Otherwise memory 111 responds.
[0037] WriteLine: Write a cache line back to memory 111. No
snooping takes place. A cache line may only be written back to
memory 111, if the cache line is already owned by the processor
101. Ownership can only be achieved via a previous
ReadWithIntentToModify.
[0038] FIG. 2 shows the general architecture of a typical
communications bus and memory controller 200. When a request,
identified by an address 240 and a transaction type 241, is issued
on the system communications bus 100, the transaction manager 201
snoops on the system communications bus and enters a transaction
descriptor 210 into a free slot of the pending buffer 202. The
entry will remain in the pending buffer until the request is either
filled by one of the processors 101 (FIG. 1) or by the memory
111.
[0039] The transaction descriptor 210 consists of the transaction
type TType 212, the address Addr 211 and the current State 213 of
the transaction. Should a request be issued on an address which
already has an entry in the pending buffer, a retry will be issued
to the issuing processor. In the case of a WriteLine or
WritePartial transaction, the transaction manager 201 issues to the
DRAM controller 220 a request to capture data 242 on data
communications bus in a data queue 230. Utilizing a queue enables
the buffering of several requests and hence overcomes the
discrepancy between communications bus speed, i.e. potential
request arrival rate, and memory access time.

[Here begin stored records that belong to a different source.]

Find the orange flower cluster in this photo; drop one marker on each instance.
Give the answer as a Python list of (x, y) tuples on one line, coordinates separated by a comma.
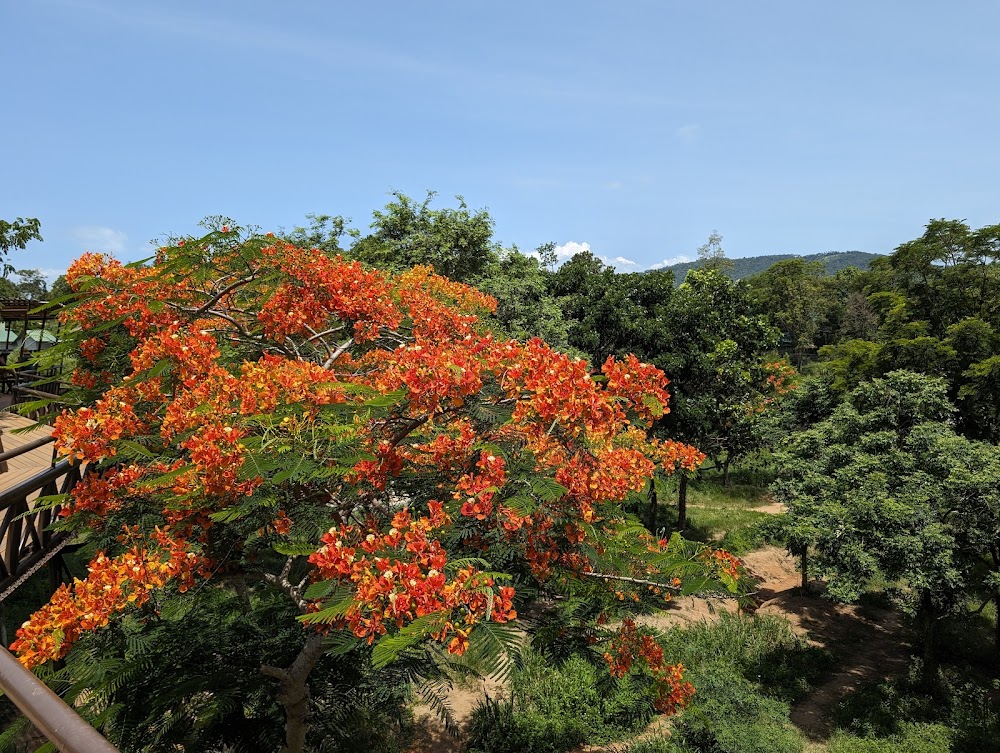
[(401, 575), (629, 646), (722, 564), (113, 583), (224, 334)]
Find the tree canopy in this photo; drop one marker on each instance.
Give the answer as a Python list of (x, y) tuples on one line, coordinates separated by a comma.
[(280, 421)]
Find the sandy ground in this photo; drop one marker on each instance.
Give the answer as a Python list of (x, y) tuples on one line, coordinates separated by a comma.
[(865, 643)]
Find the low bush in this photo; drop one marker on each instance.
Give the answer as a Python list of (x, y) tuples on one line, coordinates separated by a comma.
[(731, 715), (555, 708), (912, 738), (885, 710)]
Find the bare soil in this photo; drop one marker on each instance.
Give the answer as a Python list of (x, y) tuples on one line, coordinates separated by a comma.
[(865, 642)]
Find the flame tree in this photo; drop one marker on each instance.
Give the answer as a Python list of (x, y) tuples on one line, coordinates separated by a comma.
[(241, 398)]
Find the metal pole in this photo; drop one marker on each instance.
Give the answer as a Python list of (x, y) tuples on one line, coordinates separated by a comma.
[(58, 722)]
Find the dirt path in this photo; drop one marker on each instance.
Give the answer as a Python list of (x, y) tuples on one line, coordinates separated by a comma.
[(865, 642)]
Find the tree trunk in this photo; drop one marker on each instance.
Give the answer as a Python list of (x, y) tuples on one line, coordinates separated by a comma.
[(293, 692), (653, 506), (682, 504), (927, 623), (804, 554), (996, 624)]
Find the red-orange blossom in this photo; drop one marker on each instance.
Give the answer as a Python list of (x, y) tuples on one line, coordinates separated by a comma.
[(239, 349)]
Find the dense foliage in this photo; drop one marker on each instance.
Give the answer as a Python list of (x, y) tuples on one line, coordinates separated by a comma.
[(266, 418)]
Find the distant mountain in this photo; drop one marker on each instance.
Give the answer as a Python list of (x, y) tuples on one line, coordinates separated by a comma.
[(834, 261)]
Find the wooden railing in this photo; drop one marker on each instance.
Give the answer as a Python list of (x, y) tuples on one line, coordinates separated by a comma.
[(25, 528), (28, 543)]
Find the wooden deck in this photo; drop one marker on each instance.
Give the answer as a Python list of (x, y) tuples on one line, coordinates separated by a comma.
[(27, 465)]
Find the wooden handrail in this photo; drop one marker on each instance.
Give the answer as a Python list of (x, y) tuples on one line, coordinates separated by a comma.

[0040] Although the communications bus 100 may be released
immediately for other transactions, the transaction entry 210 must
reside in the pending buffer until the write data is actually
flushed out of the data queue 230 into memory. This is necessary to
avoid a race condition where a read access might fetch data from
memory 111 while the write operation has not yet finished. In this
case, as described above, a retry will be issued. In the case of a
read access the data queue 230 provides the slot from where data is
released onto the data communications bus, often in FIFO order to
maintain memory access consistency. Upon completion of a request,
the DRAM controller 220 notifies the transaction manager 201, which
removes the corresponding transaction from the pending buffer and
issues the appropriate response on the communications bus 100.
[0041] FIG. 3 shows the transaction flow which requires four
functional blocks to be implemented by the memory controller:
[0042] (i) decision steps 313, 314, 315 determine whether an
address is invalid in a given partition and if so mark the pending
buffer state as invalid;
[0043] (ii) step 302 resets an offending processor 101 (FIG.
1);
[0044] (iii) step 303 discards data if data is not to be written to
the memory 111 (FIG. 1), and
[0045] (iv) step 304 captures and writes back data for memory
consistency repair.
[0046] The transaction manager 201 (FIG. 2) snoops on the
communications bus and waits, in step 310, for a transaction,
either a request or a response to be issued by one of the
processors 101 (FIG. 1). If the transaction type identifier step
311 determines that the transaction is a request 350, then at step
312 a determination is made whether it is a write or a read
request. In case of a write access, i.e., WriteLine, WritePartial,
if step 313 determines that the access is legal, e.g., the
transaction state was not marked as invalid, then the flow passes
to the Default behavior step 301 where write data to memory is
executed. The transaction manager may not issue the write to memory
command to the DRAM controller until the address verification has
completed or alternatively requires a mechanism to withdraw the
request from the DRAM controller before it is actually committed to
memory. From step 301 the flow continues to step 310 to wait for
the next transaction.
[0047] If step 313 determines that the access is not legal, data
from the data queue 230 (FIG. 2) is discarded at step 303, and the
offending processor is reset at step 302. From step 302 the flow
continues to step 310 to wait for the next transaction.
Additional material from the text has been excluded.